The new employment system described in Part II has many implications for labor and employment regulation. The basic framework of today's labor and employment law originated in the New Deal period, when President Franklin D. Roosevelt and a Democratic Congress took affirmative steps to assist American workers who had been devastated by the Great Depression. In that decade, three significant labor statutes were enacted and two major Supreme Court opinions rendered that together established a framework for governing labor relations that persists to this day. This framework was based upon the employment relationship that prevailed during the New Deal period – the Taylorist job structures of the internal labor market. It was a framework that was appropriate to long-term employment relationships in stable work environments, but it is a framework that it is becoming increasingly out of date.

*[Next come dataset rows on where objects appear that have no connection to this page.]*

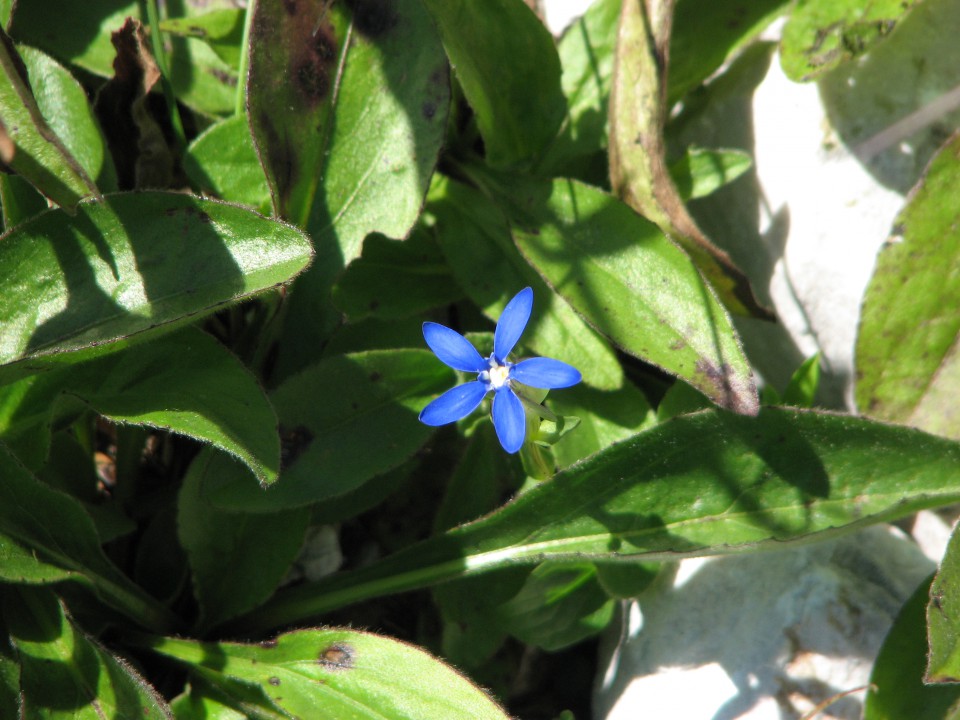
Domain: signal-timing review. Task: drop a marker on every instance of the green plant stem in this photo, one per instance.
(240, 102)
(160, 55)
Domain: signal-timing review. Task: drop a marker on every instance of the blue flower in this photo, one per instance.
(494, 374)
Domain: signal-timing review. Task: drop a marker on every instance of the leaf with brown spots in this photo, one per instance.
(908, 344)
(335, 673)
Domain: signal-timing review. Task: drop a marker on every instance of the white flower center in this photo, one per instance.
(499, 374)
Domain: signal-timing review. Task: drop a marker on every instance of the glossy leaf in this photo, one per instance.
(943, 618)
(518, 112)
(60, 543)
(586, 53)
(35, 152)
(222, 161)
(334, 674)
(605, 417)
(634, 286)
(700, 172)
(237, 559)
(64, 105)
(396, 279)
(822, 34)
(705, 35)
(474, 235)
(907, 358)
(708, 483)
(328, 415)
(66, 675)
(355, 149)
(897, 690)
(131, 263)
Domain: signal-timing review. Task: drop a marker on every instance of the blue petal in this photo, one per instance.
(512, 323)
(453, 349)
(545, 373)
(509, 419)
(454, 404)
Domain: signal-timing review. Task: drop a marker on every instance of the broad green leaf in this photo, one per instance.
(822, 34)
(329, 414)
(586, 53)
(185, 382)
(222, 161)
(897, 690)
(606, 417)
(66, 675)
(221, 29)
(131, 263)
(705, 35)
(63, 103)
(700, 172)
(237, 559)
(908, 344)
(349, 145)
(475, 237)
(943, 618)
(519, 106)
(634, 286)
(708, 483)
(336, 674)
(393, 280)
(61, 543)
(35, 151)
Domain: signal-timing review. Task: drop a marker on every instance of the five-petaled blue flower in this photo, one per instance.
(494, 373)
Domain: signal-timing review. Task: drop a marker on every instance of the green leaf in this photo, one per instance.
(185, 382)
(519, 111)
(700, 172)
(635, 286)
(943, 618)
(348, 147)
(329, 414)
(66, 675)
(474, 235)
(586, 53)
(708, 483)
(35, 152)
(221, 29)
(801, 391)
(705, 35)
(335, 674)
(60, 543)
(63, 103)
(559, 605)
(131, 263)
(222, 161)
(907, 358)
(393, 280)
(897, 690)
(237, 559)
(606, 417)
(822, 34)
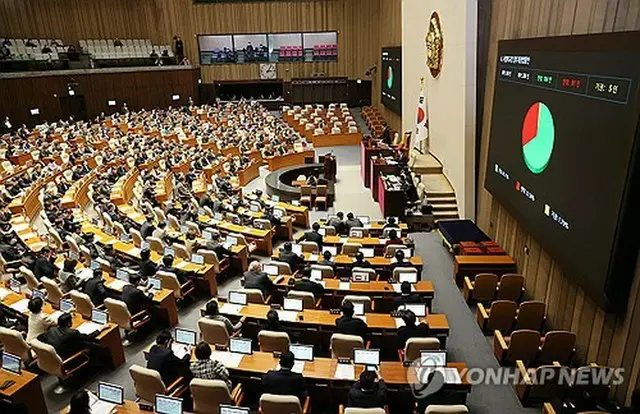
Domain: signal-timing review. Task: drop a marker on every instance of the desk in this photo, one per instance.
(471, 265)
(27, 390)
(109, 338)
(296, 158)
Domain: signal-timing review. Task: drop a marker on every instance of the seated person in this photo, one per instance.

The New Deal Labor Law Framework

In 1932, Congress enacted the Norris-La Guardia Act, which declared it to be the public policy of the United States to support workers' rights to organize and engage in collective bargaining. The act made it unlawful for federal courts to issue injunctions in many types of labor disputes. In 1935, the National Labor Relations Act (NLRA) was passed by Congress, giving workers an enforceable right to engage in concerted action for mutual aid and protection, to organize unions of their own choosing, and to engage in collective bargaining. The NLRA also established an administrative agency, the National Labor Relations Board (NLRB), to enforce those rights.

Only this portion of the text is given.